Heterogeneous integration calls for new approaches
Heterogeneous integration has the potential to overcome the yield and cost challenges presented by the growing headwinds associated with process scaling. But it may take a dramatic rethink of the ways in which SoCs are designed and assembled to realize the benefits.
In his description at VLSI Symposia of the decisions that his employer has made in its pursuit of multichip integration with both complete SoCs and chiplets, AMD corporate fellow Samuel Naffziger talked about the routing challenges that arise. For example, although using silicon as an interposer has advantages over redistribution layer (RDL) connections implemented in an organic substrate, it faces problems if the final system-in-package (SiP) needs to support high-speed, low-latency communications over its full surface.

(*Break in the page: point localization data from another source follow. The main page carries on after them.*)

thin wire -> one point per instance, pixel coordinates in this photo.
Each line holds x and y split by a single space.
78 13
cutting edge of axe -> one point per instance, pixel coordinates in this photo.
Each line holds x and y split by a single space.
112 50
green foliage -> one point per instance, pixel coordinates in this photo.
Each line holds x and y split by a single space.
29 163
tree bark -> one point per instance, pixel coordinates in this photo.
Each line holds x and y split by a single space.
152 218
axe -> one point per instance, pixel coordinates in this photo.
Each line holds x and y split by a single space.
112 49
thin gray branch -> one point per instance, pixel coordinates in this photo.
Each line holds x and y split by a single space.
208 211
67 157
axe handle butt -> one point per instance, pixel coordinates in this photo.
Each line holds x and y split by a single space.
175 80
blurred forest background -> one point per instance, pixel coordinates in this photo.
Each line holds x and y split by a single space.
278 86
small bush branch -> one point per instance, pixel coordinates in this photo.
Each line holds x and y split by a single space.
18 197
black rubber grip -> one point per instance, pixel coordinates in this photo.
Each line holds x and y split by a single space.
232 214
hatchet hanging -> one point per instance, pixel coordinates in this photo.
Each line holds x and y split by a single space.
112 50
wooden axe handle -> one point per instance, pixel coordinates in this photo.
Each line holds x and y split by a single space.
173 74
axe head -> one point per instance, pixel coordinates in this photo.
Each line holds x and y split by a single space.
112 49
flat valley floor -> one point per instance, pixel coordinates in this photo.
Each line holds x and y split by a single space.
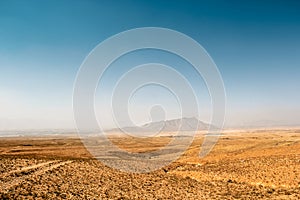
260 164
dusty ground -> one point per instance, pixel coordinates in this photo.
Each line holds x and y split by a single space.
243 165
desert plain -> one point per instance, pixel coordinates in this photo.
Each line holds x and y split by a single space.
244 164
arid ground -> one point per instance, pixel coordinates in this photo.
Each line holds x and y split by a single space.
260 164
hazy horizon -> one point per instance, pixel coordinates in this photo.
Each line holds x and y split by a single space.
254 44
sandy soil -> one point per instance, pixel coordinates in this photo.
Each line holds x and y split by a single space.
262 164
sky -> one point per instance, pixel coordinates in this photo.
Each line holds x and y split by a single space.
255 45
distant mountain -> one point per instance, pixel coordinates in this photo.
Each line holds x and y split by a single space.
184 124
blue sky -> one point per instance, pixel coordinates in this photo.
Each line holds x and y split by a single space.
255 44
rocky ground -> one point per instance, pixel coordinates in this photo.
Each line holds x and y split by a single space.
260 165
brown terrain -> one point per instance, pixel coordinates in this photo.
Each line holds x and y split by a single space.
260 164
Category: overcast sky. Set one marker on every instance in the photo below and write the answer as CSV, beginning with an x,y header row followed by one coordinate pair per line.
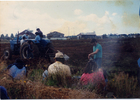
x,y
70,17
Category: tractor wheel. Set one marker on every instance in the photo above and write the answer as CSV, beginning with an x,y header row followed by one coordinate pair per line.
x,y
7,54
24,50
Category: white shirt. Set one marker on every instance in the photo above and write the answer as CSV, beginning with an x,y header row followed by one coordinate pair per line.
x,y
26,36
37,39
22,41
59,68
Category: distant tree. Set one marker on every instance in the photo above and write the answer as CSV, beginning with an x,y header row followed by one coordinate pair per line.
x,y
12,36
2,36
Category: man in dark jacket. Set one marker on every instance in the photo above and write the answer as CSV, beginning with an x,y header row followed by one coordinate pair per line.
x,y
3,93
39,32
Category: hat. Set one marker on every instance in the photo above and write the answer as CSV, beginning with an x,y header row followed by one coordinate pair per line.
x,y
59,54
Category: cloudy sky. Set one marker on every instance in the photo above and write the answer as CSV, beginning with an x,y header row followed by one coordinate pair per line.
x,y
71,17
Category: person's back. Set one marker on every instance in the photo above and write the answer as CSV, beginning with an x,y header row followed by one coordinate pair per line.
x,y
59,68
59,72
37,38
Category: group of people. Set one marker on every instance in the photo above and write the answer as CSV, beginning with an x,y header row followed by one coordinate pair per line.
x,y
93,73
38,33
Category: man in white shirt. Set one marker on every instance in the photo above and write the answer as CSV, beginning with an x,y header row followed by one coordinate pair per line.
x,y
26,36
22,41
37,38
58,71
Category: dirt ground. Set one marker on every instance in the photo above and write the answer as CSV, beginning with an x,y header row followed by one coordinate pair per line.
x,y
114,53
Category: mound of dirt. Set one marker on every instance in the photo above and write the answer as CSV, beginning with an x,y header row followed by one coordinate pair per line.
x,y
36,90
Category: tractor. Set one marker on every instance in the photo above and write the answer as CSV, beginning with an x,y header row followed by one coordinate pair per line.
x,y
44,49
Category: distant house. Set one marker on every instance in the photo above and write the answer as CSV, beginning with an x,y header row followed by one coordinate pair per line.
x,y
55,35
88,35
30,34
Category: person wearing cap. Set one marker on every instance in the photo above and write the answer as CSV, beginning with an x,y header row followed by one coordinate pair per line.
x,y
37,38
58,71
39,32
17,70
97,53
25,35
22,41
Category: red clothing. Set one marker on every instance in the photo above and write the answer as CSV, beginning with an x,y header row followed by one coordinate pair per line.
x,y
92,78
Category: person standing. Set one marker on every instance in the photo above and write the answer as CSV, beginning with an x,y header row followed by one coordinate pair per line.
x,y
3,93
39,32
97,53
58,71
37,38
138,71
26,35
22,41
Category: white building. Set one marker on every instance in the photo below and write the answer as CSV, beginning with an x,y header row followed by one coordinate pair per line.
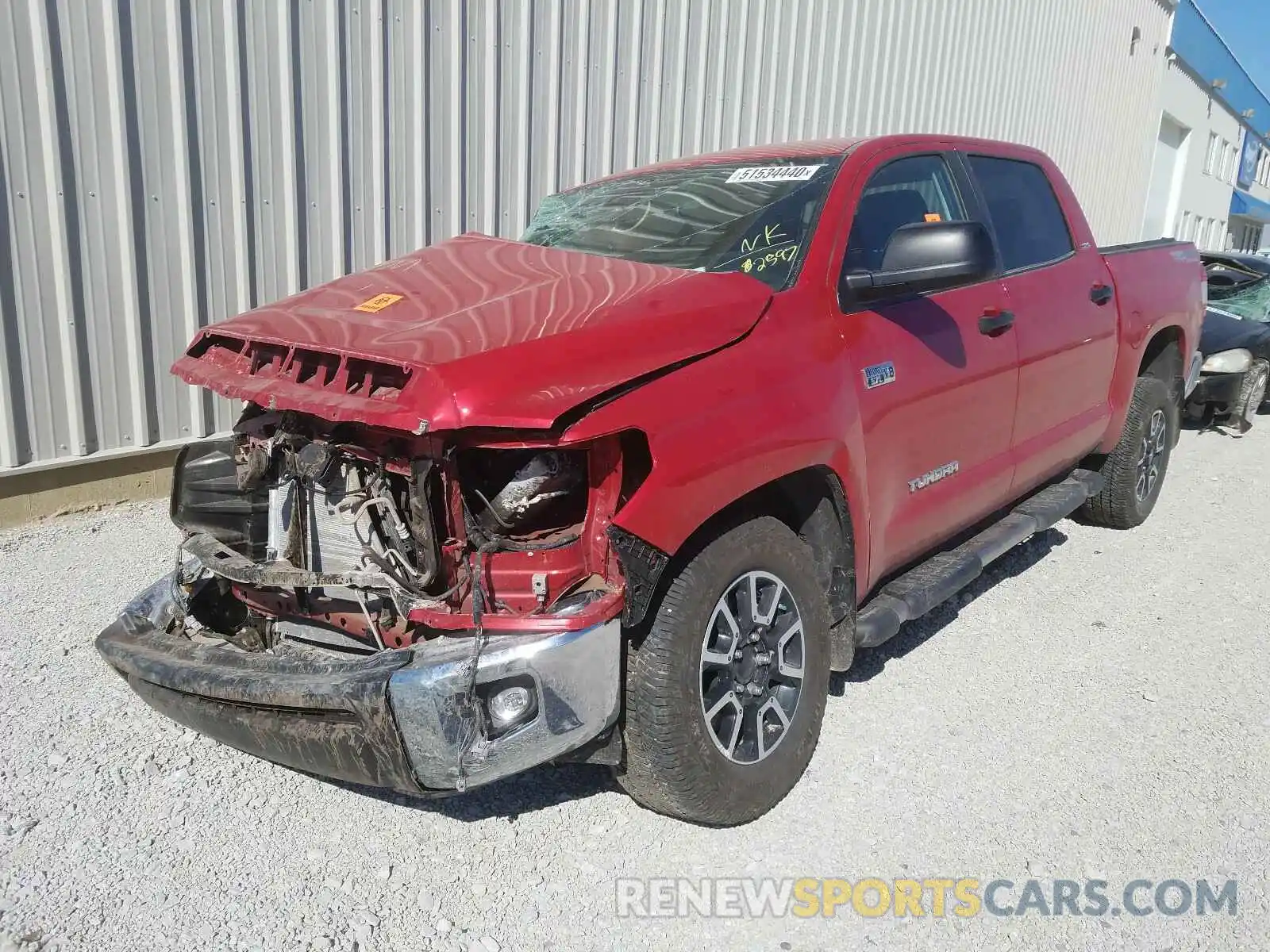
x,y
1210,173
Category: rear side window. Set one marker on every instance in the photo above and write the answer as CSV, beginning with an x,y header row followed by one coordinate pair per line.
x,y
1026,213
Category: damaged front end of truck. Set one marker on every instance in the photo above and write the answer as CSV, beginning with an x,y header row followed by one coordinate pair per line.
x,y
402,569
413,611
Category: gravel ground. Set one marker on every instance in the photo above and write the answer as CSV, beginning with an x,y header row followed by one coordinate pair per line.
x,y
1094,708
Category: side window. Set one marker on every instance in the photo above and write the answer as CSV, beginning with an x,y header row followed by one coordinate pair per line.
x,y
1026,213
905,192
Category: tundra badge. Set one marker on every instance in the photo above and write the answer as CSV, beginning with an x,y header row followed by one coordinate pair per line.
x,y
879,374
935,475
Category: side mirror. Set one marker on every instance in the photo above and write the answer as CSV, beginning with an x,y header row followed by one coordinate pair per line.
x,y
931,255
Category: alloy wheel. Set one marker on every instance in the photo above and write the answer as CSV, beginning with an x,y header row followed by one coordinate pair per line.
x,y
752,666
1155,443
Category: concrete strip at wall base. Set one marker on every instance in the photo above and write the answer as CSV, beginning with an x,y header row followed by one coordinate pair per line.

FPGA makers such as Intel’s programmable systems group (formerly Altera) have for a number of years used silicon bridges to let them make serdes and I/O interfaces on an older or more specialized process that can then be coupled to primarily digital silicon fabbed on a leading-edge process. But these bridges need only support short connections. A purely passive interposer cannot easily handle traces of much more than a centimeter. Monolithic SoCs rely on the use of buffers and repeaters that are not available with passive substrates. Even if manufacturers can go to active interposers, the need for signal manipulation leads to distance-dependent latency, which in turn affects the performance of multithreaded software unless the threads are locked to specific cores.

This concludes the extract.